Кухарка подала ужин или поздний обед. Как и любил Туманов, после супа было много жирного мяса. Глядя на Софи, он старался резать жаркое ножом, не вытирать пальцы хлебом и берег льняную накрахмаленную скатерть, хотя видно было, что у себя дома он с удовольствием отложил бы в сторону все приборы и ел руками. Софи каждый раз очень хотелось разрешить ему, но отчего-то она этого не делала. «Неужели все еще на что-то надеюсь?»
– Разумеется, ты поступишь так, как сочтешь нужным. Но, может быть, какие-то требования рабочих возможно удовлетворить?
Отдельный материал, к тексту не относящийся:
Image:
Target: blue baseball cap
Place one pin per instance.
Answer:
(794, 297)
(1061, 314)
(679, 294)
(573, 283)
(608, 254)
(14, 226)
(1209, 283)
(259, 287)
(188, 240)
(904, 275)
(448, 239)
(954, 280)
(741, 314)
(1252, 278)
– Конечно, я с этим не спорю. Но только не под их нажимом. Ты понимаешь разницу? Правительство и Кабинет, на мой взгляд (да и большинство средних промышленников тоже так думает), ведут себя из возможности глупо: они просто делают вид, что ничего не происходит. Например, запрещают печатать в газетах сообщения о стачках. Что они от этого – куда-то деваются, что ли? Да только в прошлом году и только в Петербурге их было больше 150. Едва-едва поутихли эти сумасшедшие с бомбами… И надо же, в самом деле, как-то это понять, то, что происходит…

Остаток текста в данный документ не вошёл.